Australian David Hicks unexpectedly pleaded guilty last night to a charge of helping al-Qaeda fight US troops and their allies during the invasion of Afghanistan.
Hicks is the first prisoner to face the new US war crimes tribunals. The tribunals were created by Congress after the Supreme Court struck down an earlier version that President Bush authorised to try foreign captives on terrorism charges.
Hicks has been held at Guantanamo for more than five years.
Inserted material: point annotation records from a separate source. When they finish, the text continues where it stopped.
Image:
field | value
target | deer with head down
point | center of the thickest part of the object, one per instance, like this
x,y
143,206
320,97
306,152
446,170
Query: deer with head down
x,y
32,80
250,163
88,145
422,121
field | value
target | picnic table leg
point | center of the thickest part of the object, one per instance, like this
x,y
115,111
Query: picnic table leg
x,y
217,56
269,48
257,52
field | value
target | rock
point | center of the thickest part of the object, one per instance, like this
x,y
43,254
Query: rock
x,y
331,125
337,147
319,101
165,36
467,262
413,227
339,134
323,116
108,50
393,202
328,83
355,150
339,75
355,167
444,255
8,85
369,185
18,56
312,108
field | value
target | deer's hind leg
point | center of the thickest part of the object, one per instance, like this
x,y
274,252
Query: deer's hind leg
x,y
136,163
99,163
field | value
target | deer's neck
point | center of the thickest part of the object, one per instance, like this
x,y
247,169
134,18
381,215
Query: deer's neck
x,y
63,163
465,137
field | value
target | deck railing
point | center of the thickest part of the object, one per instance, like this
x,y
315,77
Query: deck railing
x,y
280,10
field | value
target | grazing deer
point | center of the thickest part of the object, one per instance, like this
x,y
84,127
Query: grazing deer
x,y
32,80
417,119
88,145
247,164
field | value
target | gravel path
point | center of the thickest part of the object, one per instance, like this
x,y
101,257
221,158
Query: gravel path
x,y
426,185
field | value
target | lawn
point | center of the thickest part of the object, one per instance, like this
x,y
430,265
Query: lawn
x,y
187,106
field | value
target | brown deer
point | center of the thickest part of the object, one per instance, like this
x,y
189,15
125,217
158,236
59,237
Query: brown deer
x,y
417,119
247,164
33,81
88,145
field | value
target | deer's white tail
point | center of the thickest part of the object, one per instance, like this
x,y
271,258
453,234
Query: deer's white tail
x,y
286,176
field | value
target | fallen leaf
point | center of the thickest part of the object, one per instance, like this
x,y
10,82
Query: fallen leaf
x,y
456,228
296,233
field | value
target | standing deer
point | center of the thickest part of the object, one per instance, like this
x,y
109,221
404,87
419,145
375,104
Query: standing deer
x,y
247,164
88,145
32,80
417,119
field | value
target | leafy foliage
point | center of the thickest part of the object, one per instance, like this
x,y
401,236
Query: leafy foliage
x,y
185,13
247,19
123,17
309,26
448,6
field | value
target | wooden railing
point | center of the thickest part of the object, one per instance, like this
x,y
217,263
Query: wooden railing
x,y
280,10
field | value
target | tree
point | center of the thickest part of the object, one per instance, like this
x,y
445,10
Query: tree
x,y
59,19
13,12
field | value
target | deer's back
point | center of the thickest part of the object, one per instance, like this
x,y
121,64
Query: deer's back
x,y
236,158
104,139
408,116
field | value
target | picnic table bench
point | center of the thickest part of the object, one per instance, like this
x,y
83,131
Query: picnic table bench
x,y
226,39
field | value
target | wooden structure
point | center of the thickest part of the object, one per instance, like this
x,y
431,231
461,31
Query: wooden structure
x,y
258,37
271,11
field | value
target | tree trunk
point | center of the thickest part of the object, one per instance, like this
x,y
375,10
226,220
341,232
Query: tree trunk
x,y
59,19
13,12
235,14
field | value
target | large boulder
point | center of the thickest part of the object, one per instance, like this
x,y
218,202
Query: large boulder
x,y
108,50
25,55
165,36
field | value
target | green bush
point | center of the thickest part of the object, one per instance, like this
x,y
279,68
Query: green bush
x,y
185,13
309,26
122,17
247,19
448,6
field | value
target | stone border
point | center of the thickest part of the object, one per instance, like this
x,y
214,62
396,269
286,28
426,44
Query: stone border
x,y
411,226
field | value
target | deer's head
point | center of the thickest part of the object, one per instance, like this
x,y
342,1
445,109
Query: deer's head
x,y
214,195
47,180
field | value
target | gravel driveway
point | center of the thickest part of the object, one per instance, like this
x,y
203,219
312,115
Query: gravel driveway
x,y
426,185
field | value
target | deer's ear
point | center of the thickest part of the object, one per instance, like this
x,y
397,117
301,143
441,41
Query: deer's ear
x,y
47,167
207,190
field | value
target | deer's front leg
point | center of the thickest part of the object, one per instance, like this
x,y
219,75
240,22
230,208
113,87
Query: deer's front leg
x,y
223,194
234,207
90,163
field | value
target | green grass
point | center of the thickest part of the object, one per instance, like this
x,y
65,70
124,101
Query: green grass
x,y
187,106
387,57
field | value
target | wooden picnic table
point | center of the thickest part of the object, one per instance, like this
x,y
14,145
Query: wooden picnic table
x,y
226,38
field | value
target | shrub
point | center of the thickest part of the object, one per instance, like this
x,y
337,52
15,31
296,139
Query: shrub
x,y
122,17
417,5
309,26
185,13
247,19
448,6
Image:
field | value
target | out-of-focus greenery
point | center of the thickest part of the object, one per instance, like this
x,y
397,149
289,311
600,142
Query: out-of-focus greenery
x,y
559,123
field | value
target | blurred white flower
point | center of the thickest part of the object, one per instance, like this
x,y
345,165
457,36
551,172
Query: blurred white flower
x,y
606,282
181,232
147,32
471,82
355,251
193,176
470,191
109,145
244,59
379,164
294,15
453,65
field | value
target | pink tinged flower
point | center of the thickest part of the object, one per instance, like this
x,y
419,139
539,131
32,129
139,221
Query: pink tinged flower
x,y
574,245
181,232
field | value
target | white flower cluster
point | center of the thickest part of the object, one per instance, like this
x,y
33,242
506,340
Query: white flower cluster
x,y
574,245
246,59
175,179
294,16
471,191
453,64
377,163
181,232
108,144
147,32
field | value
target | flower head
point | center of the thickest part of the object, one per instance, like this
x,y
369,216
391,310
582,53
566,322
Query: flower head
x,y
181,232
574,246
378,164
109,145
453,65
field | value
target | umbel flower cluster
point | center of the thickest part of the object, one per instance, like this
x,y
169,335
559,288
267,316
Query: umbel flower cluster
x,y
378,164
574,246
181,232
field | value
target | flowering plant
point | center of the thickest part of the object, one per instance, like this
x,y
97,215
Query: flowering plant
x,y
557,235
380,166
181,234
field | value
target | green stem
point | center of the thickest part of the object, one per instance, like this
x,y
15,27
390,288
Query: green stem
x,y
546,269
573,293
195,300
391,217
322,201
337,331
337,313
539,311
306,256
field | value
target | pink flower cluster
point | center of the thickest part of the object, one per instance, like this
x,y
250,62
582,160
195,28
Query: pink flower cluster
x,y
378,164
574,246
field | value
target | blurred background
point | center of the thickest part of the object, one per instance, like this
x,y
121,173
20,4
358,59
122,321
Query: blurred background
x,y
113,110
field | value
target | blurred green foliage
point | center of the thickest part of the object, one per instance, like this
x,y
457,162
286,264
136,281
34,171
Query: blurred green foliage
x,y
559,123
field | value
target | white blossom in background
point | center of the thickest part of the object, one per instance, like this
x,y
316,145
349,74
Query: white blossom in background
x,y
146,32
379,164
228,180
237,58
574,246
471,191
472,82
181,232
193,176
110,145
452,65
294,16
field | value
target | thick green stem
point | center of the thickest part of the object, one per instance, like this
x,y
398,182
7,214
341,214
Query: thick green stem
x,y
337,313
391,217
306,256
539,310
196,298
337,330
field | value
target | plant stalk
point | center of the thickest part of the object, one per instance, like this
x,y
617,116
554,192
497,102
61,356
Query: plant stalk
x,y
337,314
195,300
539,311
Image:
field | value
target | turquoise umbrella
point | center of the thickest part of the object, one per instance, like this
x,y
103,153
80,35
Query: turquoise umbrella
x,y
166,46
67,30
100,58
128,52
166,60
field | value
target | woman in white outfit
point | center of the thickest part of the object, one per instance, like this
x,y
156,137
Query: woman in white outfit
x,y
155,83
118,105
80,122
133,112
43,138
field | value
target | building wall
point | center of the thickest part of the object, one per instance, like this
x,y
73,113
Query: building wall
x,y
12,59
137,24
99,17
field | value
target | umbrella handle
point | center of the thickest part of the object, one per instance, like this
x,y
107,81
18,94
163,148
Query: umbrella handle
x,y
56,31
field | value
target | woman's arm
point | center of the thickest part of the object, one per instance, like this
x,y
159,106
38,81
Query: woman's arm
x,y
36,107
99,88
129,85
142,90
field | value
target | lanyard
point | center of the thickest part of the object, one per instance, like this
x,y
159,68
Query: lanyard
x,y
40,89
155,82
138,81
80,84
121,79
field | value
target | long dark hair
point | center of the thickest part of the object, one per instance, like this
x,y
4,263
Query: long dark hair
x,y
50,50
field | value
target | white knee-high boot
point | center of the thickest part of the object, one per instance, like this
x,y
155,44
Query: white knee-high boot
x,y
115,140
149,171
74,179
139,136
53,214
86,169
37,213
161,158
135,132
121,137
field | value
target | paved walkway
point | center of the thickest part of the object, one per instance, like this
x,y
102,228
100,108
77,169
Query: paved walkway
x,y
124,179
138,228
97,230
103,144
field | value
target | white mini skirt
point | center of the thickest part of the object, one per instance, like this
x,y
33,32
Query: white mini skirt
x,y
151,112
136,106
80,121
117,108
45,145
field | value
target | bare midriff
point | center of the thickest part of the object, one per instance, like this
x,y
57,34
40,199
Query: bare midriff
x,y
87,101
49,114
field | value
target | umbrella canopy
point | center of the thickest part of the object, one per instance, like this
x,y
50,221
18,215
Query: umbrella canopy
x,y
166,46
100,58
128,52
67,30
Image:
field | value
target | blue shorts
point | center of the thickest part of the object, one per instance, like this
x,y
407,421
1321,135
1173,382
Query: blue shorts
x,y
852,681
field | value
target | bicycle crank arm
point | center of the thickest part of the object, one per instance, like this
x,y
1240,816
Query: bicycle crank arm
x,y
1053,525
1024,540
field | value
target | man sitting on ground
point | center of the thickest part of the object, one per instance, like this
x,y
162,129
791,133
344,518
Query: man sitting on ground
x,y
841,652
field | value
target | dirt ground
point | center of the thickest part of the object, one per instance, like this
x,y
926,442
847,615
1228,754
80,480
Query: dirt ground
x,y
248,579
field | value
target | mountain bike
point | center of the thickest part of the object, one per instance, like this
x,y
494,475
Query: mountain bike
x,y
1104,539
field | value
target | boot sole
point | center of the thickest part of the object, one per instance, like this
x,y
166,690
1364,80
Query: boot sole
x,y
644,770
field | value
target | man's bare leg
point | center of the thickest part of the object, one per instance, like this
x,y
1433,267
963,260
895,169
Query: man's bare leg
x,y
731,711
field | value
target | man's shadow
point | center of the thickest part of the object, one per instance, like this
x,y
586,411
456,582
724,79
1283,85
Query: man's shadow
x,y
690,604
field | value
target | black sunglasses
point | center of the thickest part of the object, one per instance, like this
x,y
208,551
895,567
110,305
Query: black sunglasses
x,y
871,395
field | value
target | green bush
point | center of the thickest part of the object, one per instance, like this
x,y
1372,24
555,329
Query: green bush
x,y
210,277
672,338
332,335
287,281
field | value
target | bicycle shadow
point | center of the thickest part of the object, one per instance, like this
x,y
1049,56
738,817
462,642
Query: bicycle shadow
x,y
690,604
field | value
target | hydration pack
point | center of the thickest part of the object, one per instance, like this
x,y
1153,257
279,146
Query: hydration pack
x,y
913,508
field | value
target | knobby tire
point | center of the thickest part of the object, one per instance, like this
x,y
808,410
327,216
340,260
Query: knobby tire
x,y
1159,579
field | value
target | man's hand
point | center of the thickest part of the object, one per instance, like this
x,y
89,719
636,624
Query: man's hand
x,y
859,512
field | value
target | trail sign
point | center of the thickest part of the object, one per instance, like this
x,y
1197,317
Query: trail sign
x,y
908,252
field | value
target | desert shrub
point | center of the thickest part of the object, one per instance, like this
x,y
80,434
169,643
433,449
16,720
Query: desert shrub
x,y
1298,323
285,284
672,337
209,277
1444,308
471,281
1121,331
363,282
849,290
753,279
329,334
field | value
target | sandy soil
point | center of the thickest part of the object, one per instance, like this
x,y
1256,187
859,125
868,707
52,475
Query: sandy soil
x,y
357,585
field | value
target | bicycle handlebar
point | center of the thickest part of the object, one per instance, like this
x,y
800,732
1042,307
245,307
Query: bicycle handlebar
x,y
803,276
He could learn his sentence by the end of the week and could be back in Australia by the end of the year, said the chief prosecutor for the tribunals, Air Force Colonel Moe Davis.
Hicks (31) had faced life imprisonment if convicted on the charge of providing material support for terrorism.
Under a long-standing diplomatic agreement, Hicks will serve his sentence in Australia.
His guilty plea will bring a more lenient sentence, and the judge ordered the prosecutors and defence lawyers to draw up a plea agreement by this afternoon.
He will admit to only some of the allegations in the broadly written charge, which accused him of attending al-Qaeda training camps, conducting surveillance on the US embassy in Kabul, taking up arms to guard a Taliban tank, and fighting against US forces and their allies in Afghanistan.
He was captured there in December 2001 and sent to Guantanamo a month later.
Hicks is the first of the 385 Guantanamo prisoners to be charged.